Cependant, pour moi qui suis passionné de politique, au sens noble du terme, ce qui me préoccupe et m’interroge de plus en plus, c’est la cécité et la surdité de cette frange de Français qui se laisse convaincre et mener par le bout du nez tels des moutons de Panurge, gobant avec frénésie et une sorte d’hystérie collective des discours truffés de mauvaise foi et de mensonges éhontés – en effet, plus c’est gros, mieux ça passe. Sidérante image que celle de Fillon, le Sarkozy catho, haranguant une foule à l’aveuglement inquiétant, ravie de tourner sa vindicte et sa frustration contre la justice et les médias, boucs émissaires idéaux dans ce genre de circonstances – exactement comme au FN.

Qu’est-ce qui peut amener tous ces gens à autant nier l’évidence, à balayer les faits et à réfuter l’irréfutable ? L’effet de masse n’a que faire des civilités, de la logique, du bon sens, du réalisme et de l’objectivité, la foule désabusée a besoin d’utopies ségrégationnistes et autoritaristes. Les totalitarismes sont manipulateurs par essence, en surfant sur les extrêmes et en s’adressant à l’émotionnel et à l’affectif de « moutons » en mal d’ordre et de religion, quelle qu’elle soit.

Que des « vieux », plutôt à l’aise financièrement, aux rides nostalgiques d’un autoritarisme rigoriste et d’un conservatisme intégriste, se soient agglutinés sous la pluie place du Trocadéro afin de soutenir leur héraut, ça n’a rien de surprenant, à mes yeux. On combat ses aigreurs surannées comme on peut. En revanche, j’avoue que je suis très perplexe et dubitatif face à cette horde de jeunes qui maintiennent sans sourciller leur soutien à « l’incompris » martyrisé par le harcèlement médiatique et juridique. Impossible d’évacuer d’un revers de la main le questionnement qu’ils soulèvent. Si l’on écarte les « fous de Dieu », combien y en a-t-il parmi eux qui sont animés par une radicalité politique, peu soucieux d’égalité des droits et des chances et refusant obstinément d’admettre les faits, donc les mensonges et les détournements de fonds publics indéniables de leur champion de la malhonnêteté ? Comment peuvent-ils fermer les yeux devant un tel enrichissement crapuleux piétinant nos valeurs républicaines et démocratiques ? Qu’est-ce qui leur passe par la tête pour refuser de dénoncer de tels agissements ? Quid de la justice, de l’humanisme et du respect des droits ? Quid de ce catholicisme immoral au moralisme amoral ? Dieu a dû perdre son latin, cette après-midi du 5 mars 2017. Et il n’est pas le seul. Notre époque doit être sociologiquement et psychologiquement très intéressante à étudier.

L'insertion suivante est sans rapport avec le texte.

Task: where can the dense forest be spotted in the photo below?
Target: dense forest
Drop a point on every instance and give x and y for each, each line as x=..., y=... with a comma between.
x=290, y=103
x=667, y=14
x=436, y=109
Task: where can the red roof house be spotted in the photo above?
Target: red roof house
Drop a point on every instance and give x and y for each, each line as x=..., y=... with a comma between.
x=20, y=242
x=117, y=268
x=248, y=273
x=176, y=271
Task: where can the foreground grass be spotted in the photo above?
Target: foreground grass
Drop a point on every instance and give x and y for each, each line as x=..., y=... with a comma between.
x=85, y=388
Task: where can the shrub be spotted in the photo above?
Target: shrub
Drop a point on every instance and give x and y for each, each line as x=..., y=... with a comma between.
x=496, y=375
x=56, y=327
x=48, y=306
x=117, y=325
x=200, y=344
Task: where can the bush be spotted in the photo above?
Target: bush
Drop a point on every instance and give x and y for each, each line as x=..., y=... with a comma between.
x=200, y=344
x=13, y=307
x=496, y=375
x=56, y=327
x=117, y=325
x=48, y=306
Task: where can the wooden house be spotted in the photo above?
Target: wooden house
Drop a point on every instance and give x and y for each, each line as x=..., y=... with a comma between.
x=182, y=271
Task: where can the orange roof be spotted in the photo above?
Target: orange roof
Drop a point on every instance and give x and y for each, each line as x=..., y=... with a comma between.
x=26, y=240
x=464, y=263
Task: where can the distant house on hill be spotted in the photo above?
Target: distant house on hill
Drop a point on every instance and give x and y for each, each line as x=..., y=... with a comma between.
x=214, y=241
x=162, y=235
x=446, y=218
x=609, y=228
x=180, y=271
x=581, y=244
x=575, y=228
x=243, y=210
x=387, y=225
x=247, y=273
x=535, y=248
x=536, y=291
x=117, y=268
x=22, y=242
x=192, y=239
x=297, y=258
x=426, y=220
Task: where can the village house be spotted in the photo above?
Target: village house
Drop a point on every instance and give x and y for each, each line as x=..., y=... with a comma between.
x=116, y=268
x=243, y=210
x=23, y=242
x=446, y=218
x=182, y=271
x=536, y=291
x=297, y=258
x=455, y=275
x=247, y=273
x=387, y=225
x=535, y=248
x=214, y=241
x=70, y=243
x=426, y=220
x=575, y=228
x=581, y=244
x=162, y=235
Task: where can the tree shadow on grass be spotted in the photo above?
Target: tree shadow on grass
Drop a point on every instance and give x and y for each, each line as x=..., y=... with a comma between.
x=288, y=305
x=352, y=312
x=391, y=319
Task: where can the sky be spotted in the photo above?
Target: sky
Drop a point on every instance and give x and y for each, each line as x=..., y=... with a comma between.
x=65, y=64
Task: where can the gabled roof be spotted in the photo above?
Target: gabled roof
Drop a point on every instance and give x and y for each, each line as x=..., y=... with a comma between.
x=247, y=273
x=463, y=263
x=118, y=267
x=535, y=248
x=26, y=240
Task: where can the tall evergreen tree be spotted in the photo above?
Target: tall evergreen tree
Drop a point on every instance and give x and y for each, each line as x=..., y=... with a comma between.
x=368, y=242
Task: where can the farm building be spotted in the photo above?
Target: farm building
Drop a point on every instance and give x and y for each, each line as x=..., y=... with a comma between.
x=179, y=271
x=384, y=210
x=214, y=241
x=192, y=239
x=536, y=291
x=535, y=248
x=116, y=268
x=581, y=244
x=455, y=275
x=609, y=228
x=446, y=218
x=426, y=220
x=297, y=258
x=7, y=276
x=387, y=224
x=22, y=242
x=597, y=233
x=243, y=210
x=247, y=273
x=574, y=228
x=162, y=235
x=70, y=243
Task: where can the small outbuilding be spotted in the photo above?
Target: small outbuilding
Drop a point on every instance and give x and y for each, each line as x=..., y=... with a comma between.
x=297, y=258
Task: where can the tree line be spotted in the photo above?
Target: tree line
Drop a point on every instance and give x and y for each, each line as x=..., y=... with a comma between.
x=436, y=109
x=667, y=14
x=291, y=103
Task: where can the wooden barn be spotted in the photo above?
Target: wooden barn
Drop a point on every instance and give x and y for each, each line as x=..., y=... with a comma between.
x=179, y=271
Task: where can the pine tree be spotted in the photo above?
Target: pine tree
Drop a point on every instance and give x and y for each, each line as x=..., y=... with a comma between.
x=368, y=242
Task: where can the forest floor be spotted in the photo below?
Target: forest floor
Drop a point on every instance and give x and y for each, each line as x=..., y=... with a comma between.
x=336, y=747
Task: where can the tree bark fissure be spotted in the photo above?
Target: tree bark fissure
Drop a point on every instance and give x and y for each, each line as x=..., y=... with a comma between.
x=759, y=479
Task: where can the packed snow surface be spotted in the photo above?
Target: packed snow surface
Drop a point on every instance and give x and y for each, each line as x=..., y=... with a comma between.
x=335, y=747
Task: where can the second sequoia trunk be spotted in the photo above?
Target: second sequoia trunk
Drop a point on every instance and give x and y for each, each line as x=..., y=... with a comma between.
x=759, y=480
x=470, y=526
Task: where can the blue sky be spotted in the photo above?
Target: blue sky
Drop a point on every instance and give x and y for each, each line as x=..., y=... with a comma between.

En attendant, que peut devenir la France entre de telles mains ? Qu’est-ce qui différencie cette droite extrême avec l’extrême droite ? François Fillon n’est qu’un révélateur, une sonnette d’alarme malgré lui, au même titre que Trump ou Erdogan.

Mais dormons tranquille, la gauche reste désunie, alors qu’elle aurait peut-être une carte à jouer dans cette compétition kafkaïenne. Est-ce pour mieux ouvrir la voie au dandy de la finance ? Quelle perspective excitante ! D’autant que Mister Fillon a été confirmé, à l’unanimité en plus veut-on nous faire croire, dans sa posture de leader incontestable… Le bal des hypocrites continue allègrement avec la bénédiction de leurs électeurs, donc pourquoi se gêner.